Collecte nette exceptionnelle : 36,5 milliards sur six mois
Le premier semestre 2026 se distingue par une collecte nette de 36,5 milliards d'euros — le niveau le plus élevé depuis le premier semestre 2006 (40,2 milliards). Ce pic, vingt ans après le précédent, interroge sur la nature du mouvement : simple effet de cycle ou changement plus profond des comportements d'épargne ?
- Encours : 2 162 Md€ à fin juin 2026 (+6% en 12 mois)
- Collecte nette : 36,5 Md€ sur le 1er semestre 2026 (record depuis 2006)
- Cotisations de juin : 19,3 Md€, en hausse de 12% par rapport à juin 2025
Juin, mois hors norme
Le mois de juin 2026 a été particulièrement dynamique : les cotisations se sont élevées à 19,3 milliards d'euros, un record pour un mois de juin et une hausse de 12% sur un an.

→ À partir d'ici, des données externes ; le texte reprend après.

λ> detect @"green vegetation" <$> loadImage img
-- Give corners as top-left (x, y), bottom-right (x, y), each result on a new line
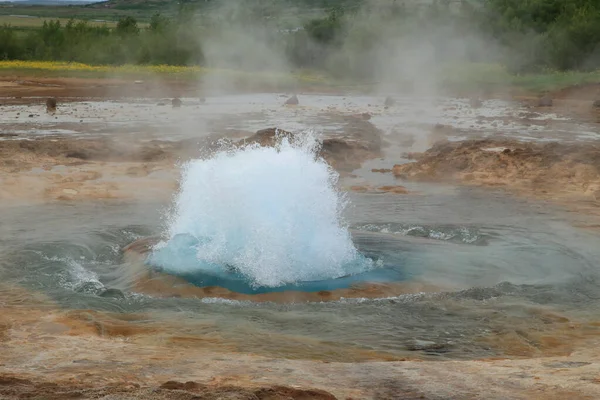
top-left (0, 0), bottom-right (600, 90)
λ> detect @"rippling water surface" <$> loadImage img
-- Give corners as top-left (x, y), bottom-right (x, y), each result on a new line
top-left (0, 180), bottom-right (600, 361)
top-left (0, 94), bottom-right (600, 361)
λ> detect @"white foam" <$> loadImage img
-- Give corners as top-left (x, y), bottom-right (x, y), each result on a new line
top-left (153, 134), bottom-right (372, 287)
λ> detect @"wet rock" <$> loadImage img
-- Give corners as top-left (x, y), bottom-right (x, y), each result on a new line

La période estivale est traditionnellement propice à des versements plus importants (primes, treizième mois), mais l'ampleur du bond dépasse les variations saisonnières observées ces dernières années. Cela invite à considérer à la fois un effet de rattrapage et une possible réallocation durable vers l'assurance‑vie.
Pourquoi ce mouvement ?
Plusieurs éléments expliquent ce basculement des flux d'épargne. D'abord, l'appétence retrouvée pour les fonds en euros sécurisés et pour les unités de compte qui offrent une exposition aux marchés. Ensuite, le contexte macroéconomique — notamment l'évolution des taux d'intérêt et l'inflation — pousse les ménages à comparer rendement et sécurité entre livrets réglementés et contrats d'assurance‑vie. Le taux du Livret A, cité dans les chiffres, a été abaissé puis relevé à 1,7% au 1er août 2026, mais reste moins attractif pour certains profils souhaitant diversifier.
Conséquences pour les épargnants et les marchés
Un afflux massif vers l'assurance‑vie modifie la distribution des capitaux dans l'économie : il alimente la capacité d'investissement des assureurs, qui peuvent renforcer leurs positions en obligations, immobilier ou actifs risqués via les unités de compte. Pour les épargnants, l'enjeu est d'ajuster l'allocation en fonction de l'horizon, de la recherche de rendement et de l'aversion au risque, tout en tenant compte de la fiscalité applicable à chaque enveloppe.
| Indicateur | Valeur | Évolution |
|---|---|---|
| Encours assurance‑vie | 2 162 Md€ | +6% en 12 mois |
| Collecte nette (1er sem.) | 36,5 Md€ | Record depuis 2006 |
| Cotisations en juin | 19,3 Md€ | +12% vs juin 2025 |
Au final, l'assurance‑vie confirme sa place centrale dans l'épargne des Français, bénéficiant d'une conjoncture où les arbitrages entre sécurité et rendement se reforment. Reste à observer si la dynamique se maintiendra au second semestre, ou si elle reflète un mouvement ponctuel lié à des facteurs saisonniers et à des opérations de placement temporaires.